In our study, higher frequency of thyroid dysfunction was seen in SLE patients with positive thyroid antibody. Moreover, the level of TPO antibody was higher in SLE patients with thyroid disorder than SLE patients without thyroid disorder which was compatible with some other studies.(10-12) This was not seen in the control group. We concluded that thyroid abnormalities were more associated with autoimmune diseases like hypothyroidism (subclinical and overt) or euthyroid sick syndrome in SLE patients. In addition, this finding suggests that detection of high level TPO antibody in SLE patients may help in early detection of associated thyroid disorder. This finding is compatible with a study by Kausman et al. that reviewed the thyroid serology of 150 new cases of SLE patients who were followed up for 7.9 years. On average, 21% were thyroid autoantibody positive. Out of all antibody positive patients, 60% remained persistently thyroid antibody positive.

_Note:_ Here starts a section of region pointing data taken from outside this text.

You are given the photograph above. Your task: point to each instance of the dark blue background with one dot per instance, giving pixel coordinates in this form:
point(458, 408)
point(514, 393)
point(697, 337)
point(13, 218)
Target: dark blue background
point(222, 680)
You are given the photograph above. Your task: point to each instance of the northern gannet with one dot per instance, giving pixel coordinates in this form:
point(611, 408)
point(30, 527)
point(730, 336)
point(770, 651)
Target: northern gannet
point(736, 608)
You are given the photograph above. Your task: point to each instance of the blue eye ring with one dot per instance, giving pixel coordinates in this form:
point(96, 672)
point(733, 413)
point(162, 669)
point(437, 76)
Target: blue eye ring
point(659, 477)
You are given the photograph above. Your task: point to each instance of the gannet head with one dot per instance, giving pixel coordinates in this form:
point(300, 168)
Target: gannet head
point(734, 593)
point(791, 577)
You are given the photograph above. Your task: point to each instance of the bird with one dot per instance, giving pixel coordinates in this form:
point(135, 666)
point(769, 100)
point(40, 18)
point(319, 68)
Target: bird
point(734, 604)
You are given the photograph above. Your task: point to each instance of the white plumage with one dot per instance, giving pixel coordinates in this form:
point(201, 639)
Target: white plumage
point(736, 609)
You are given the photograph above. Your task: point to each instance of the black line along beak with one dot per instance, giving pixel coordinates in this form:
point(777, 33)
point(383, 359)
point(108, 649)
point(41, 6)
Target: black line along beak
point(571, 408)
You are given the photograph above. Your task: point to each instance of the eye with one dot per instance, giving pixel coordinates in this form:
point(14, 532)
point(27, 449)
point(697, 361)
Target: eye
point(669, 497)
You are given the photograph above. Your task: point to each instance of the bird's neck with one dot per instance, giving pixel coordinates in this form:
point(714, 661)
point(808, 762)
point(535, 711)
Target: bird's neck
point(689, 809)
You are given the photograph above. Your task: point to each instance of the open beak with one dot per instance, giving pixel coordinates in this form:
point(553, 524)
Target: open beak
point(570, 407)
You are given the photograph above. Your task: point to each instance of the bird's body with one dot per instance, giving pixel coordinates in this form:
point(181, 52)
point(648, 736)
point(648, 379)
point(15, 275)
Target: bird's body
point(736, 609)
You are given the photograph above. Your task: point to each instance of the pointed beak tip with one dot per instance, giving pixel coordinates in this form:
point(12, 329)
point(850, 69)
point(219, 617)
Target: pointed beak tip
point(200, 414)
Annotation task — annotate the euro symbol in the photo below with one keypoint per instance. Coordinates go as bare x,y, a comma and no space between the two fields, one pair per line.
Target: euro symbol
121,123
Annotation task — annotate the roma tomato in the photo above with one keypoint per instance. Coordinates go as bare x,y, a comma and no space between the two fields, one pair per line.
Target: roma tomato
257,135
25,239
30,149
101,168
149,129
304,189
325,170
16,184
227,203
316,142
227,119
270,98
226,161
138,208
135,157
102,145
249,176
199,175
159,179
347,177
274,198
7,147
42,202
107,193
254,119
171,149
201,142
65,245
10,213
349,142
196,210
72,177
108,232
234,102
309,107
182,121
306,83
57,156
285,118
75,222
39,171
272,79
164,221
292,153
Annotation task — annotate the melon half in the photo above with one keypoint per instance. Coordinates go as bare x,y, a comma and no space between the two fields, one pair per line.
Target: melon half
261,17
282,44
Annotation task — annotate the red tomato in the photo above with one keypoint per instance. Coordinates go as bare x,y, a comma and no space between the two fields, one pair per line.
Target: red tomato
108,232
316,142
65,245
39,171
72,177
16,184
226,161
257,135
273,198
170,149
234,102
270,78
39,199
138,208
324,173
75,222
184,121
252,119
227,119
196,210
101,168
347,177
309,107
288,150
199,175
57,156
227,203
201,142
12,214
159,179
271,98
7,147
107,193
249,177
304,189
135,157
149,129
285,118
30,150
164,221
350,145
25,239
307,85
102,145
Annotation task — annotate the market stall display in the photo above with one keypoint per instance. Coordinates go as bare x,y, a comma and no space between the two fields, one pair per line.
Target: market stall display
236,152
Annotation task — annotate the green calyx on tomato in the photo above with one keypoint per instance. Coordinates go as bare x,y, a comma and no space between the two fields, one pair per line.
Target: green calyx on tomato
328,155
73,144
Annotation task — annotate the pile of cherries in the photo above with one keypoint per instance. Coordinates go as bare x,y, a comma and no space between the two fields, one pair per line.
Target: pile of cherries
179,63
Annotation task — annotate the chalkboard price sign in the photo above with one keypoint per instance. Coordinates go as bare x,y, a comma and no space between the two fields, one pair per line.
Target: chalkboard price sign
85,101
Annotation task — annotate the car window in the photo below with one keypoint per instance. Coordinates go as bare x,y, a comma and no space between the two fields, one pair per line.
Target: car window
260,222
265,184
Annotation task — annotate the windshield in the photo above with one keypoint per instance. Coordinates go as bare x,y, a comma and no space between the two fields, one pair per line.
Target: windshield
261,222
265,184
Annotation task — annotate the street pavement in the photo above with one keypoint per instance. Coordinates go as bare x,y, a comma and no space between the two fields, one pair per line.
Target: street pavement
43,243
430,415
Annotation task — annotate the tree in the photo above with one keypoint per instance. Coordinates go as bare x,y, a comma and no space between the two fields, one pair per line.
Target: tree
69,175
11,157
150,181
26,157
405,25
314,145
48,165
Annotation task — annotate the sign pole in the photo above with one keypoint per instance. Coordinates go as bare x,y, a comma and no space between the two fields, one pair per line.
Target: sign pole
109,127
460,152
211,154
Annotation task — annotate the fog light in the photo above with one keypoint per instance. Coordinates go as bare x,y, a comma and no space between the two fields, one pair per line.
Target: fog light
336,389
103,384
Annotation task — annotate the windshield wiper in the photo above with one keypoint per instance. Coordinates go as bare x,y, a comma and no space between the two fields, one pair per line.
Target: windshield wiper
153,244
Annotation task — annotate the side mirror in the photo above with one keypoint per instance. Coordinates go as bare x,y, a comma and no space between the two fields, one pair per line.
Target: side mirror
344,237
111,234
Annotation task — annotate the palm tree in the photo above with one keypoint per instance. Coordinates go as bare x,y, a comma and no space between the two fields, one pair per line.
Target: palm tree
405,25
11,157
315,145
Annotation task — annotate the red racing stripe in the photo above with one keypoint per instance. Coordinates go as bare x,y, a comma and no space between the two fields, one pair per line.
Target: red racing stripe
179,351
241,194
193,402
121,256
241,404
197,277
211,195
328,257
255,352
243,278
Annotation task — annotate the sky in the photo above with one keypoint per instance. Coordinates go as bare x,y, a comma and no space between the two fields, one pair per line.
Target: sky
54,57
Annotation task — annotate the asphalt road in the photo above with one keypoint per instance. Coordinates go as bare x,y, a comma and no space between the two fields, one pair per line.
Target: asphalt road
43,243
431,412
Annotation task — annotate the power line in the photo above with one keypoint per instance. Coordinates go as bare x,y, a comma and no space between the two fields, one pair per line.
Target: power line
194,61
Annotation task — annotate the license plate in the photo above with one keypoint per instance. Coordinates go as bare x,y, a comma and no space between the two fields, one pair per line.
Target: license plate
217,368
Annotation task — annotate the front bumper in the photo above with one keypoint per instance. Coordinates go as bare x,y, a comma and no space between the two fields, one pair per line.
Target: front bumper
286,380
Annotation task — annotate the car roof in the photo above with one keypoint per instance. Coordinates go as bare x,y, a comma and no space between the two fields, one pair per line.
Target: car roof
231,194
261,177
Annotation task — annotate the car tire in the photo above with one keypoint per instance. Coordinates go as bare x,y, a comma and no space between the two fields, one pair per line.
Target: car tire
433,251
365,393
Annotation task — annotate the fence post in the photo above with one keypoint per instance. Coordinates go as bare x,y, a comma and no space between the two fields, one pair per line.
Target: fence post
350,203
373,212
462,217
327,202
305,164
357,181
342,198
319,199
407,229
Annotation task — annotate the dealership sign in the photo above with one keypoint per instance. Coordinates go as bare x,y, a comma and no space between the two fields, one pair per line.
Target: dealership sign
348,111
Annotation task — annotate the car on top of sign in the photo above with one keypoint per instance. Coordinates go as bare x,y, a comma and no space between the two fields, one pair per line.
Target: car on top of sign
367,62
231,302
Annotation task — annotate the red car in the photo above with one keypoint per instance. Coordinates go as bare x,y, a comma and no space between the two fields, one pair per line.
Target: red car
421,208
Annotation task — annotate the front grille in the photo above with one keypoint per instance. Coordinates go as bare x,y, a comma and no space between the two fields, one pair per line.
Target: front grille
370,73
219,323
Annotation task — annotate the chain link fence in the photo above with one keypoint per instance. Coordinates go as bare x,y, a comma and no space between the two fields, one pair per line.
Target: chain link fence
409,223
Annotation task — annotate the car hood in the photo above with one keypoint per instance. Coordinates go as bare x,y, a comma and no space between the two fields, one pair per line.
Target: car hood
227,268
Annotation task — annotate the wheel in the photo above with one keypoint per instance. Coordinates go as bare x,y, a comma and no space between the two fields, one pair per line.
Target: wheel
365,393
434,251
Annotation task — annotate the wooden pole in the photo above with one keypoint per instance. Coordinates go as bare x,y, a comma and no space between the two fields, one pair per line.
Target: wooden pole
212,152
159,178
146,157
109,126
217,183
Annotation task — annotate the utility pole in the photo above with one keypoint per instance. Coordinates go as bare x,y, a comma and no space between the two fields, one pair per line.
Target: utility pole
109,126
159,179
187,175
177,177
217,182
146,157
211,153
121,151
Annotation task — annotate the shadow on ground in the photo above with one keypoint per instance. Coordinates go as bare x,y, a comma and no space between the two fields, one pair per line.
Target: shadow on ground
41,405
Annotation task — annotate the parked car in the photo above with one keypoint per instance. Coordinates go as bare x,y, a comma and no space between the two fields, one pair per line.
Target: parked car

All five cases of clinical thyroid disease, and two out of three cases of subclinical hypothyroidism, occurred in the group with persistently positive thyroid serology.(12) In some studies, older age and longer duration of SLE were related to thyroid disorder.(2, 5, 11) In our study, mean age was similar in all groups.
     
We concluded that thyroid disorder was more frequent in SLE patients than the healthy control group, although, we excluded other autoimmune diseases. Moreover, SLE patients with anti TPO were more likely to have thyroid dysfunction than the control group. For clarifying the relationship between SLE and thyroid dysfunction, we strongly recommend the following: the study of thyroid dysfunction in the onset of the disease in new cases of SLE patients without other autoimmune diseases; taking history for thyroid disorder and medication for thyroid; and regular follow-up for long periods of time. We also suggest further studies to evaluate prevalence of thyroid disorder in southeast Iran.